Ahmad, 32, and his wife, Iman, spoke to The Associated Press at their lawyer’s office last week through a translator. They requested that only their first names be used to protect family members still in danger in Aleppo, Syria.
“I feel like I’m dreaming because an impossible thing became possible,” Iman, 25, said of their reunion and new Madison apartment with views of trees, squirrels and children on their way to school. “Waking up in Wisconsin made me regain my feeling of being safe. … Waking up in Aleppo was a nightmare.”
Iman and the couple’s 3-year-old daughter had been living in hiding in an apartment regularly shaken by bombings and hit by gunfire. Iman said now their daughter is enjoying trips to Chuck E. Cheese’s, going on walks without hearing gunshots and time with her father after not seeing him for three years.
Ahmad, who according to his lawsuit was imprisoned and tortured by opposing military factions in Syria, came to Wisconsin in 2014 and received asylum status two years later. After Trump issued a January executive order banning travel from seven predominantly Muslim countries, including Syria, lawyers from two law firms - Pines Bach in Madison and Holwell Shuster and Goldberg in New York - suggested that Ahmad file a lawsuit alleging the ban stalled his petitions to bring his wife and daughter to join him.
One of his attorneys, Vincent Levy, said that after U.S. District Judge William Conley barred Trump from imposing the ban on the family, the federal government expedited the family’s visa interviews, leading to a cheerful reunion in a crowded terminal of Chicago’s O’Hare Airport.
Spokeswomen for the U.S. Department of Justice and U.S. Customs and Immigration Services declined to comment on what prompted the action. Trump said the ban and its subsequent replacement, which remains largely blocked by courts, were meant to prevent foreign terrorists from entering the country. Iman said it prevented innocent victims from escaping dangerous conditions like those in Syria.
Ahmad, whose mother and several other relatives also live in Madison, said he’d been consumed by worry as conditions deteriorated in Aleppo.
“Every morning when I woke up, I had fears I’d get a phone call with bad news that I lost one of them, similar to the call I got when my son was killed,” he said.
The couple’s son died in 2015 at age 3 after their building was hit by artillery fire and he fell three stories trying to escape.

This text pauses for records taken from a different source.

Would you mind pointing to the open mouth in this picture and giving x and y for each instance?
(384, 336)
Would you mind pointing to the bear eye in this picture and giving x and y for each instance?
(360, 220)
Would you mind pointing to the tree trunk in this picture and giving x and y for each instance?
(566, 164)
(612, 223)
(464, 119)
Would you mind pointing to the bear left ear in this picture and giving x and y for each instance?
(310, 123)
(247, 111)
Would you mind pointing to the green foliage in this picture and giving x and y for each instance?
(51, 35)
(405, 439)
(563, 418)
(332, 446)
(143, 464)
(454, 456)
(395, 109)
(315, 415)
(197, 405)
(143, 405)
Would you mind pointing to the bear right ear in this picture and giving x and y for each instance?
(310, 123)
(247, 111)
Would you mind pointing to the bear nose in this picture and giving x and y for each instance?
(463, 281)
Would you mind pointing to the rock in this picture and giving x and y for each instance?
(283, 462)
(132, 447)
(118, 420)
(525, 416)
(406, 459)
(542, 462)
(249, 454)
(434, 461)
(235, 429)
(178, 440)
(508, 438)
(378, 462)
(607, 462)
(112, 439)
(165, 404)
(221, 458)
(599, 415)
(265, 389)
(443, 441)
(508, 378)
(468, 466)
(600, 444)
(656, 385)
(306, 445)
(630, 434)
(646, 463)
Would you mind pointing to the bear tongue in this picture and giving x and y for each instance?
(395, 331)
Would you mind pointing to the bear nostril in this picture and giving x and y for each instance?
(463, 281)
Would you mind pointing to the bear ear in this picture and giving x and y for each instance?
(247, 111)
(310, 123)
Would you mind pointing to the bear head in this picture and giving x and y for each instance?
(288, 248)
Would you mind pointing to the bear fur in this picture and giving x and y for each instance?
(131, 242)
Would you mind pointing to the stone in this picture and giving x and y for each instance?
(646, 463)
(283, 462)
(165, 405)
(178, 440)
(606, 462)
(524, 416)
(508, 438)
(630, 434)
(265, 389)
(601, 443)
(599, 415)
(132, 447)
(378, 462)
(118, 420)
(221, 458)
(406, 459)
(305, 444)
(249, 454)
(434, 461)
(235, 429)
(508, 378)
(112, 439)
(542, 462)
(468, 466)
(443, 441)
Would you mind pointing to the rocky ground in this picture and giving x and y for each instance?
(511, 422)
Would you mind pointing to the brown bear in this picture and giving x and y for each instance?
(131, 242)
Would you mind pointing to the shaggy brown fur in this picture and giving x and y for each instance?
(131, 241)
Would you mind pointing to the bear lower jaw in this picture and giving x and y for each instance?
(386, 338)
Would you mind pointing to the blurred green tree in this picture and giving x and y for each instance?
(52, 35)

“I don’t like talking about him,” Iman said through tears. “It brings back too much.”
Iman had never traveled outside of Syria before embarking on the grueling, weeks-long journey last month that took her through Lebanon to Jordan and onto the U.S., which was all the more complicated traveling alone with an active 3-year-old.

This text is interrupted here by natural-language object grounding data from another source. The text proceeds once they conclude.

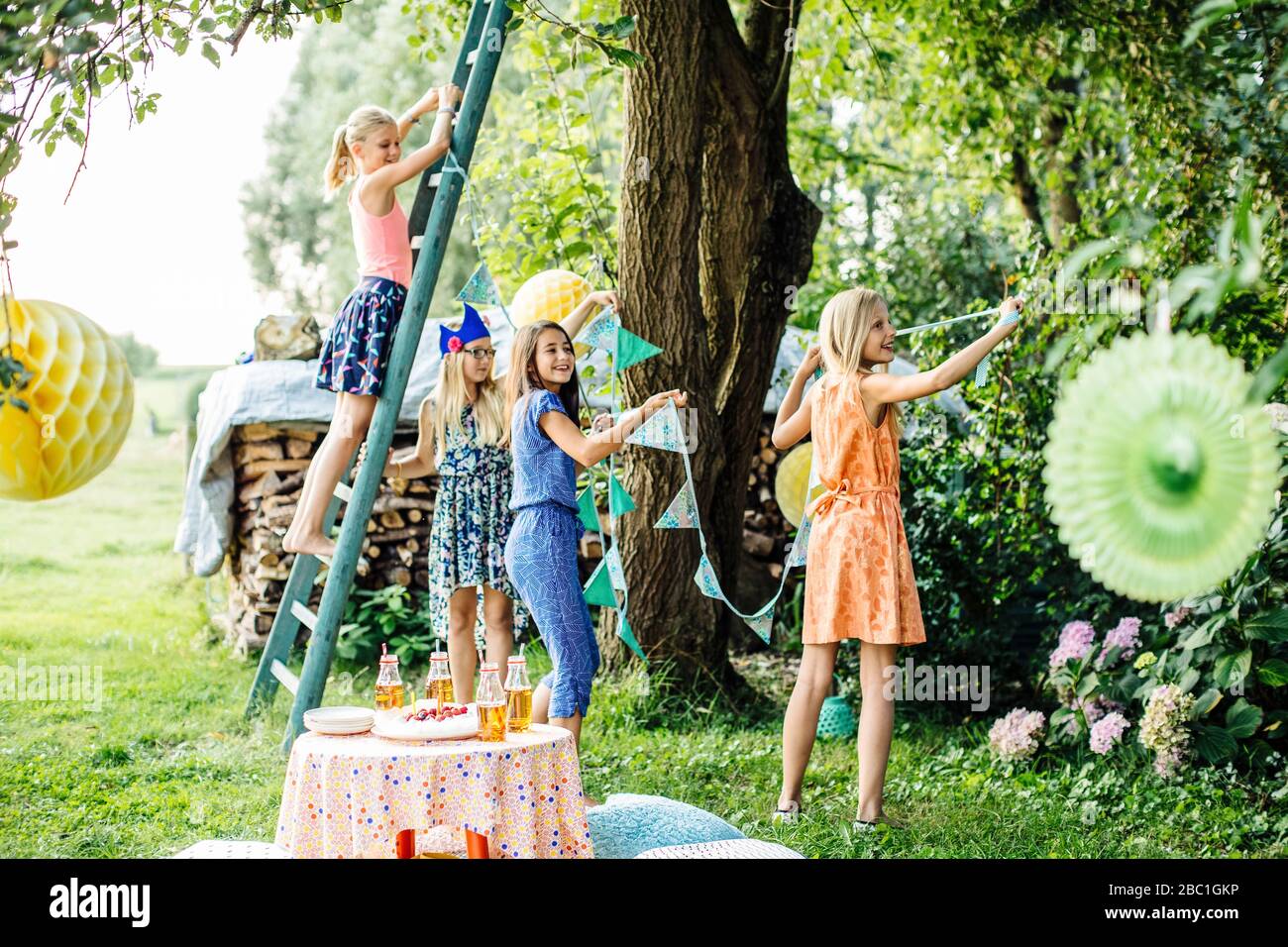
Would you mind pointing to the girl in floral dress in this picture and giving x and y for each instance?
(464, 438)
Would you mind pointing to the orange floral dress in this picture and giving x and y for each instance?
(858, 570)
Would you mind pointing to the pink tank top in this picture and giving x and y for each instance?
(382, 245)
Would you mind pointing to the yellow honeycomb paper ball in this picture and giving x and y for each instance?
(549, 295)
(80, 398)
(791, 482)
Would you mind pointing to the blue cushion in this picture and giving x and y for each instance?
(627, 825)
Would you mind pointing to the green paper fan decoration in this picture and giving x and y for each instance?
(1159, 472)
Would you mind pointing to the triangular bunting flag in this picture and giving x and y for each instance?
(588, 514)
(601, 333)
(707, 581)
(631, 350)
(618, 500)
(682, 514)
(481, 287)
(614, 569)
(763, 622)
(623, 631)
(599, 587)
(661, 431)
(800, 545)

As the couple spoke, their daughter happily crawled from one parent’s lap to the other’s, taking a break to play with Arabic counting blocks on the floor and playing a Syrian game with her mother that involves darting out of the way as Iman pretends to be a fly buzzing toward her.
Ahmad, who managed his father’s sporting goods business in Syria before it was destroyed in the civil war, worked as a chef at the now-closed Palmyra Mediterranean Grill in downtown Madison before becoming a delivery driver.
When asked about their worries now, Ahmad and Iman looked at each other and smiled.
“Everything is wiped out,” Iman said. “As long as I’m with Ahmad, I’m fine.”